[HN Gopher] Another variable-length integer encoding (2021)
       ___________________________________________________________________
        
       Another variable-length integer encoding (2021)
        
       Author : fanf2
       Score  : 34 points
       Date   : 2024-08-11 17:42 UTC (5 hours ago)
        
 (HTM) web link (dcreager.net)
 (TXT) w3m dump (dcreager.net)
        
       | Retr0id wrote:
       | I like this a lot.
       | 
       | A third approach not mentioned in the article is to use some form
       | of length prefix (which is itself a fixed number of bits long).

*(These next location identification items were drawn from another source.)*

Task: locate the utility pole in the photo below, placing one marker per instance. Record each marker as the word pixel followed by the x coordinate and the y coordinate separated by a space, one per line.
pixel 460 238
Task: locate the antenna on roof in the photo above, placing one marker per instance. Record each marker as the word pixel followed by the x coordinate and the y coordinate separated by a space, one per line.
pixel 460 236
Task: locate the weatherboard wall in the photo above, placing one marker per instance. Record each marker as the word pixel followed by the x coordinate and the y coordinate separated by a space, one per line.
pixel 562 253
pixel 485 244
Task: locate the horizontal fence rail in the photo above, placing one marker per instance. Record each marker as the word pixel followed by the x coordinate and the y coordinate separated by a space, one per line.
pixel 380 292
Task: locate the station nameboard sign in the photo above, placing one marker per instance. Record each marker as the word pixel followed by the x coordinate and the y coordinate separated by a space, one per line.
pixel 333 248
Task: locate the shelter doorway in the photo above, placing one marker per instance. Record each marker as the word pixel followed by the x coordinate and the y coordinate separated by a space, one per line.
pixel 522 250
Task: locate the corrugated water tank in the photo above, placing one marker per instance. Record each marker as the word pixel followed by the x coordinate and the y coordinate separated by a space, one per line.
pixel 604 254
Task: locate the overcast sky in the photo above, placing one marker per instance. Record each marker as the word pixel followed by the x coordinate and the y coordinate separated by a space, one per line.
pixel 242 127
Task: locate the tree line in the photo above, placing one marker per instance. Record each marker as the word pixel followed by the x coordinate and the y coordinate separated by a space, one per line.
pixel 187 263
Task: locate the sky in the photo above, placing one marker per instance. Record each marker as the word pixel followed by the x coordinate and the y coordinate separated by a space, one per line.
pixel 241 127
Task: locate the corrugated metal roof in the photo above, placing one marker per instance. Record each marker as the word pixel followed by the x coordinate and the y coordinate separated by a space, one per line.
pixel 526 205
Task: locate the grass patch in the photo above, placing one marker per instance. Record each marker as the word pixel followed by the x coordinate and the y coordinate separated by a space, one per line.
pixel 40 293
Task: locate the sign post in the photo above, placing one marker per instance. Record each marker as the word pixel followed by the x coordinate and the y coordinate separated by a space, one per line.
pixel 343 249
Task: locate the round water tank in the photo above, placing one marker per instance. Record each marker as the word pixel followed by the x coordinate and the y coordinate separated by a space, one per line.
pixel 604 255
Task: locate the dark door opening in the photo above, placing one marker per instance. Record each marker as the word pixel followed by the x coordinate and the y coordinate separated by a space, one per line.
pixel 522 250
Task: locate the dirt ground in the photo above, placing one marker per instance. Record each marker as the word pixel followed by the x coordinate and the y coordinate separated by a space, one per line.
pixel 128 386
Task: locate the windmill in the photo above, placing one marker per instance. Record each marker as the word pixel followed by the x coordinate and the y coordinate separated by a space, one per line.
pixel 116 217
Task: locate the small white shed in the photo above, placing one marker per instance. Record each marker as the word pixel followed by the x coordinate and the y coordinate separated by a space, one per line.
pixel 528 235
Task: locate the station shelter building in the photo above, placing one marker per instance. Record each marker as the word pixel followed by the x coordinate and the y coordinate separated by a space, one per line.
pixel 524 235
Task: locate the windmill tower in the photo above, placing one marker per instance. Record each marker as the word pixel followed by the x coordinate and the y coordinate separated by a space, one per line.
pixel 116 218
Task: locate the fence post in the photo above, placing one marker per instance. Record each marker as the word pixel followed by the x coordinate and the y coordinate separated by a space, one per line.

       | This is usually cheaper to decode, but a fixed-length prefix
       | disproportionally "wastes" space in short numbers.
       | 
       | The approach in the article gives the best of both worlds, all
       | while being very cheap to decode. I'm guessing it might also be
       | fairly SIMD-friendly.
        
         | loeg wrote:
         | I wonder how well branch predictors handle CLZ vs just masking
         | and comparing bytes. I expect the latter to work really well,
         | but who knows how optimized CLZ-derived branches are.
        
         | theamk wrote:
         | [delayed]
        
       | Veserv wrote:
       | Unary-encoded length prefix and big-endian serialization.
       | 
       | There is no good reason to use big-endian serialization. I think
       | they are doing that because they only know about "count leading
       | zeros (CLZ)" to extract the unary length prefix. "Count trailing
       | zeros (CTZ)" is also a commonly supported operation (and can be
       | efficiently emulated with CLZ if it does not exist) which makes
       | it easy to extract the unary length prefix even if it is little-
       | endian.
        
         | rocqua wrote:
         | Is there a good reason not to use big endian?
        
           | Veserv wrote:
           | For starters, all modern machines are little-endian, so you
           | need to flip the bytes. This is made more confusing when you
           | layer another encoding on top since now you need to define
           | how they are layered and when the encodings apply (i.e. Do
           | you encode the value to big-endian then attach the prefix or
           | do you attach the prefix then encode to big-endian? In this
           | case their explanation indicates implicitly that their mental
           | model is the former. Luckily, I think it does not actually
           | matter in this case.)
           | 
           | Big-endian also suffers from problems around streaming
           | unknown-length values as the decoding of a big-endian byte
           | pattern is inherently length-dependent, so even if all
           | machines were big-endian you should still prefer little-
           | endian encodings for wire formats.
           | 
           | If you try to pre-load the bytes in a little-endian encoding
           | then the bytes at higher memory addresses, which you want to
           | process later, can be trivially masked off. If you try to
           | pre-load the bytes in a big-endian encoding then the bytes at
           | higher memory addresses must be masked off and then the bytes
           | you care about need to be shifted so they get interpreted
           | correctly.
        
         | pkhuong wrote:
         | I can see a valid reason, specifically for variable-length
         | encodings: big-endian makes it easy to compare compound keys
         | lexicographically without decoding (little-endian can still do
         | it, but everything has to be flipped to read from high to low
         | addresses). Unfortunately, encoding continuation bits as 0
         | instead of 1 prevents that from working.
        
       | mananaysiempre wrote:
       | So, UTF-8 without the self-synchronization part. It's a
       | reasonable encoding, sure. I'm not sure what the cost of making
       | the whole thing big endian is, though (guess I need to look at
       | simdutf8!); at first blush it feels like making this wholly
       | little-endian-adapted, with the continuation bits = byte count in
       | unary located in the _low_ bits, would result in very cheap
       | decoding on little-endian machines.
        
       | rocqua wrote:
       | Cool, certainly makes sense to let the parser know ahead of time
       | how many bytes to read. Not just for cleaner code, but for faster
       | code aswell.
        
       | fritzo wrote:
       | It seems like a more SIMD-friendly version would separately store
       | a byte mask and the packed byte data. Then you can simultaneously
       | expand 16 int32s using e.g. AVX512's
       | _mm512_maskz_expand_epi8(mask,_mm512_loadu_epi8(data)).
        
         | mananaysiempre wrote:
         | Stream VByte[1,2,3] is not far away from that idea, storing the
         | packed lengths in a separate stream from the data bytes.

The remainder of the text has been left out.